We remained drunk for the next several days. It was customary in New Orleans, we learned happily, to greet the morning with a strongly alcoholic eye-opener. Brennan’s Restaurant gave birth to this evil tradition, and it was there at the source that we conducted our explorations. The Absinthe Suissesse was nice, the Ramos Gin Fizz a knockout in more ways than one, but our favorite, hands down, was Milk Punch—brandy, light cream, powdered sugar, and a dash of vanilla, with fresh nutmeg grated on top. At Galatoire’s we had turtle soup, trout amandine, white Burgundy, and a stiff dose of New Orleans rudeness. We ate three or four dozen oysters at the Acme. We had beignets and chicory coffee at the Café du Monde. It was ninety degrees with ninety-percent humidity at midnight, but we prowled merrily on, profusely exuding ethanol, other toxins, and salt. We lurched through the streets drinking tall, red, vile Hurricanes, as did so many of our fellow-revelers, whom from time to time we would regale with old Boy Scout songs. We sat on the hard benches of Preservation Hall and listened to suspendered old men with leather skin play the best dixieland in the world. This was the greatest place in the world. And by the way, wasn’t the world a great place.

Our last night, drunker than ever by a considerable degree, I urinated on a fire hydrant in in Jackson Square in full view of the surging crowds and a horrified Towery. We both vomited in the gutter a couple of times. All good visitors to New Orleans, we reasoned, did that. Une tradition de plus, non?

There was still one thing we hadn’t done. We hailed a cab and asked the driver to take us to a whorehouse.

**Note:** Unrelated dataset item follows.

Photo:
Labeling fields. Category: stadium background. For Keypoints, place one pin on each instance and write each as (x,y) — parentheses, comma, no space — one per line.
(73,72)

We traveled down dark streets into the voodoo netherland of the real, tourist-averse French Quarter, where knives glinted in the summer air, where Stagger Lee left Billy bleeding on the barroom floor, where dice and drugs and wailing clarinets ruled the night.
The taxi pulled up at a lonesome corner. “Just down deah, haifway down de block,” growled the cabbie, in a voice of ten thousand reefers. “Wheh dem lights at.” We tipped the hell out of him and tottered toward the lights and glory. It was a police station.